Last month, in response to a piece by Thomas Friedman, Rocket Man wrote that there is a serious national debate going on but “the New York Times just isn’t part of it, because it operates at too low a level of information to be useful to knowledgeable news consumers.” This piece by the Times’ Sarah Boxer about the Iraq the Model bloggers confirms Rocket Man’s judgment. It also demonstrates both the bias and the stunning irresponsibility of the author.
Let’s start with the Times’ “low level of information” (commonly known as ignorance). As Jeff Jarvis notes, two of the Iraq the Model bloggers were in this country last month. They met with President Bush and even made it to New York where they were interviewed on WNYC. The visit was reported by Howard Kurtz in the Washington Post and Dan Henninger in the Wall Street Journal, as well as by many major centrist and conservative blogs. Yet, Boxer treats the bloggers existence as a “mystery” that she discovered by searching the internet and selecting a blog that “promised three blogging brothers in one.”
A miserable performance across the board.
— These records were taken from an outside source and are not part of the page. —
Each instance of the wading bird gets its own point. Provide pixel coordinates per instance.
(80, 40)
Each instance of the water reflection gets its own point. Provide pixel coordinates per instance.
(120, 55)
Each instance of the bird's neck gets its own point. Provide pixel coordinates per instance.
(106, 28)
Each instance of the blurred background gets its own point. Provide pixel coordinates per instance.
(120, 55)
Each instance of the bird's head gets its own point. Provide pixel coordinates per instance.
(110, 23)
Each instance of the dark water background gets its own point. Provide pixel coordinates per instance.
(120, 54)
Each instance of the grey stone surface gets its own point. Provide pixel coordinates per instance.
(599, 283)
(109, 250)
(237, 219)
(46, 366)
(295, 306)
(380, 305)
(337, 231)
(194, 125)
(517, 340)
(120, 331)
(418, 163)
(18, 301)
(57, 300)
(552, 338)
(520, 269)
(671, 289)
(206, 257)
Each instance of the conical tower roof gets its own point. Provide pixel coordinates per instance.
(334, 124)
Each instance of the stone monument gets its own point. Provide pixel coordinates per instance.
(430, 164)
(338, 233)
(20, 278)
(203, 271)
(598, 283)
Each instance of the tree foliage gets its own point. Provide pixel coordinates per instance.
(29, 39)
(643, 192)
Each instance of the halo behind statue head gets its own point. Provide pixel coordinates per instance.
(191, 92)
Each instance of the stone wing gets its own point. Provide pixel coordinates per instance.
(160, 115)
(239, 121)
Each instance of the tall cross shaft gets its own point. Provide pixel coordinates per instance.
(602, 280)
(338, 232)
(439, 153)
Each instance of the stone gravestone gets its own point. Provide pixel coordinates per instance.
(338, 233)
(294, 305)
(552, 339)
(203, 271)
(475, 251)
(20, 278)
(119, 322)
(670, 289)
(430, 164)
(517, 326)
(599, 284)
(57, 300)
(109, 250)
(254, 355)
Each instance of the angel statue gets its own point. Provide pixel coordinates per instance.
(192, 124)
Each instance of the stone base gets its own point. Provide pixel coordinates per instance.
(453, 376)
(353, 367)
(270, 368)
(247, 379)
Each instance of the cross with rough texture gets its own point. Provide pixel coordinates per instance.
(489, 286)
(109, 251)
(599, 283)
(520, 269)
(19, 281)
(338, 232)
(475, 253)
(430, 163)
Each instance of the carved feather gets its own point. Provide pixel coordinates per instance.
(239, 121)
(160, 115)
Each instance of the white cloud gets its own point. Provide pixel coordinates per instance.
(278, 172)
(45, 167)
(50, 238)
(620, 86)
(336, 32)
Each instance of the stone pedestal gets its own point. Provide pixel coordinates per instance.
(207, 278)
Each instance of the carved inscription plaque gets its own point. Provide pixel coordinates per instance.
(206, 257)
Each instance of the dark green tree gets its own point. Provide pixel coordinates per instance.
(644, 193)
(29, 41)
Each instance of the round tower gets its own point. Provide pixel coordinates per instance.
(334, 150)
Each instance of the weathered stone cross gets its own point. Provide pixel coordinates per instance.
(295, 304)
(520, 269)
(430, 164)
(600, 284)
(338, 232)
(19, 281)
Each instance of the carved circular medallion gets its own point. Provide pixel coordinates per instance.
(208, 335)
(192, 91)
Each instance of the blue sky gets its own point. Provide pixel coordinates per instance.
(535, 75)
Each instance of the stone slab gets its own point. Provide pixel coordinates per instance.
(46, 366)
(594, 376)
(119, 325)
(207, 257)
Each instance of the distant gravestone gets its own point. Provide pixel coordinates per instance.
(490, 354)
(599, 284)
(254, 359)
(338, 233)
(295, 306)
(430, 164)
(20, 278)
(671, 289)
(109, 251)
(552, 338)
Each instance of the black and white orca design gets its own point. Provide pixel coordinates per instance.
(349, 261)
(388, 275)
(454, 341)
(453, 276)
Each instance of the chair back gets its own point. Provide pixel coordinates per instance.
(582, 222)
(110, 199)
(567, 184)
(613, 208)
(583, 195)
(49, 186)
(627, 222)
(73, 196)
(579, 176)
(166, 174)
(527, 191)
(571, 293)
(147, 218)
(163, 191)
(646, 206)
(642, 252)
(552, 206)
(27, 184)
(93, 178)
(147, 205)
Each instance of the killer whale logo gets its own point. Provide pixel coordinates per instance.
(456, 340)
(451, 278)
UPDATE: Gerard van der Leun looks at Sarah Boxer’s history and observes:
It isn’t a mystery to me how Boxer was assigned to, or pumped for, this “Blogging” article in the Times. Having been in and around the editorial types at New York newspapers and magazines for decades, I can well imagine the editor’s mindset when confronted with either Boxer’s desire to write about this or the need of the Times’ “Arts” section to get with it on ‘the blogging thing.’ Boxer is young, Boxer is “hip,” Boxer must “get it.” Except, of course, she doesn’t, but the editors at the Times have no way of knowing that, because they get it even less.
Indeed.
UPDATE: Derek Rose offers a rejoinder that seems rather weak to me. He notes that the names of the IraqtheModel bloggers weren’t secret. True, but open speculation that they’re CIA agents — and in the NYT, which terrorists in Iraq may still regard as trustworthy — seems to make that a bit different, doesn’t it?
He also can’t resist a snarky link to Arthur Chrenkoff, together with a claim that Chrenkoff thinks everything’s fine in Iraq, though Chrenkoff has explicitly disclaimed that. If this is the best defense the Times can claim, it’s in real trouble. And I think it is.
Meanwhile, reader John Friedman notes that the Times looks bad no matter what:
Hasn’t the Times either (a) outed two CIA operatives, implicating the Plame criminal issues or (b) if their suppositions are false, defamed the bloggers?
Surely in this great nation of litigators some one can make a case here!
We’ll see.
And in case Iraqi terrorists miss the New York Times art section, the BBC has picked up the story.
Meanwhile, Richard Brookhiser faults Boxer on style: “Among other things, the Sarah Boxer piece on the Iraqi bloggers is notably jejeune–college newspaper level stuff.” Ouch.